AI Advances, But Still Fails to Understand Human Interactions

While artificial intelligence (AI) continues to evolve, it remains challenged by the complexities of human social interactions.

A recent study in the United States sheds light on this limitation, revealing that while AI can efficiently recognise objects and faces in still images, it struggles to describe and interpret social dynamics in moving scenes.

Led by Leyla Isik, a professor of cognitive science at Johns Hopkins University, the research aimed to assess how AI models understand social behaviour.

To achieve this, the team conducted a large-scale experiment involving over 350 AI models, each specialising in video, image, or language processing.

AI Still Falls Short in Understanding Human Social Interactions

A new study shows that humans are far better than current AI models at understanding social interactions in dynamic scenes.

Researchers tested this by asking people to rate short video clips featuring social… pic.twitter.com/IcTsHD20BF

— Neuroscience News (@NeuroscienceNew) April 24, 2025

These models were shown short, three-second video clips depicting various social situations, while human participants rated the intensity of the interactions on a scale from 1 to 5.

The goal was to compare how humans and AI interpret these scenarios, providing valuable insights into the current limitations of AI in understanding the nuances of social interactions.

The Critical Gap in Modern AI Models

The human participants in the study demonstrated remarkable consistency in their assessments, reflecting a deep and shared understanding of social interactions.

In contrast, AI struggled to replicate these judgments.

Video-specialised models were particularly ineffective in accurately interpreting the scenes, while models based on still images, even when provided with multiple video excerpts, had difficulty determining whether the characters were engaged in communication.

Language models performed slightly better, especially when given human-written descriptions, but still fell far short of human-level comprehension.

🚗🤖 Humans still outshine AI in reading social dynamics!
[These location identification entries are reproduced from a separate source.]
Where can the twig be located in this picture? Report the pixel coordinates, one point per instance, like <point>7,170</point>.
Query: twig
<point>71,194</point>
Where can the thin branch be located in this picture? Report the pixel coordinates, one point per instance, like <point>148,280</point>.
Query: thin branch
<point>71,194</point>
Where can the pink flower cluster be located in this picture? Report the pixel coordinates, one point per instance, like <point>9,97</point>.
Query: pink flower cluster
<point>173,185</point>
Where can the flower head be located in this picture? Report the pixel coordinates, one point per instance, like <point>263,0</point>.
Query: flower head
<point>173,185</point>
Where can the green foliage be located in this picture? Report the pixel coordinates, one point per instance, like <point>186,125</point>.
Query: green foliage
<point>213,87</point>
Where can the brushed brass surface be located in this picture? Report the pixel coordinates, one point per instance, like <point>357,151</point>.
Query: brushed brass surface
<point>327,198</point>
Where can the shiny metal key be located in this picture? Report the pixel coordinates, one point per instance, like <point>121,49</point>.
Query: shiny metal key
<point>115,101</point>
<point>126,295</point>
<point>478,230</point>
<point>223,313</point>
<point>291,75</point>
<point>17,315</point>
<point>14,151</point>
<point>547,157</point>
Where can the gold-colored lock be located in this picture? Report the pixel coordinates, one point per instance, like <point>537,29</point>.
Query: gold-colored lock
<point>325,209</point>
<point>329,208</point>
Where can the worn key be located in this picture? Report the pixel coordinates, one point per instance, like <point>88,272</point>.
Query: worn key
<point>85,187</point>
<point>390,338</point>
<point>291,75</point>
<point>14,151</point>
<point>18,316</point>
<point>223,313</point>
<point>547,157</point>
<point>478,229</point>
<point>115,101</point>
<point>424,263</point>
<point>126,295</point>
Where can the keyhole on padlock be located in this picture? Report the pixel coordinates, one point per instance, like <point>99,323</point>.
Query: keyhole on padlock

A study by Johns Hopkins reveals AI struggles to grasp social interactions crucial for tech like self-driving cars & assistive robots. Understanding context & intent remains a human forte! #AI #VirtualsProtocol #TechNews… pic.twitter.com/z90EPDZKvQ

— Global Pulse (@GlobalPulse_Vir) April 25, 2025

For Isik, this inability of AI to grasp human social dynamics presents a significant barrier to its effective integration into real-world applications.

The study's lead author explains in a news release:

"AI for a self-driving car, for example, would need to recognise the intentions, goals, and actions of human drivers and pedestrians. You would want it to know which way a pedestrian is about to start walking, or whether two people are in conversation versus about to cross the street. Any time you want an AI to interact with humans, you want it to be able to recognise what people are doing. I think this [study] sheds light on the fact that these systems can't right now."

The researchers suggest that this gap may stem from the design of AI neural networks, which are primarily modelled after brain regions responsible for processing static images.

In contrast, dynamic social scenes require engagement from different brain areas, creating a structural mismatch that could explain what the researchers describe as "a blind spot" in AI development.

The study coauthor, Kathy Garcia, noted:

"Indeed, "real life isn't static. We need AI to understand the story that is unfolding in a scene."

Ultimately, the study underscores a profound divide between human and AI perception of dynamic social scenarios.

Despite AI's impressive computational power and capacity for processing vast amounts of data, it remains unable to fully comprehend the nuanced and implicit intentions underlying human social interactions.

While AI has made significant strides, it still faces substantial challenges in understanding the complexity of human behaviour.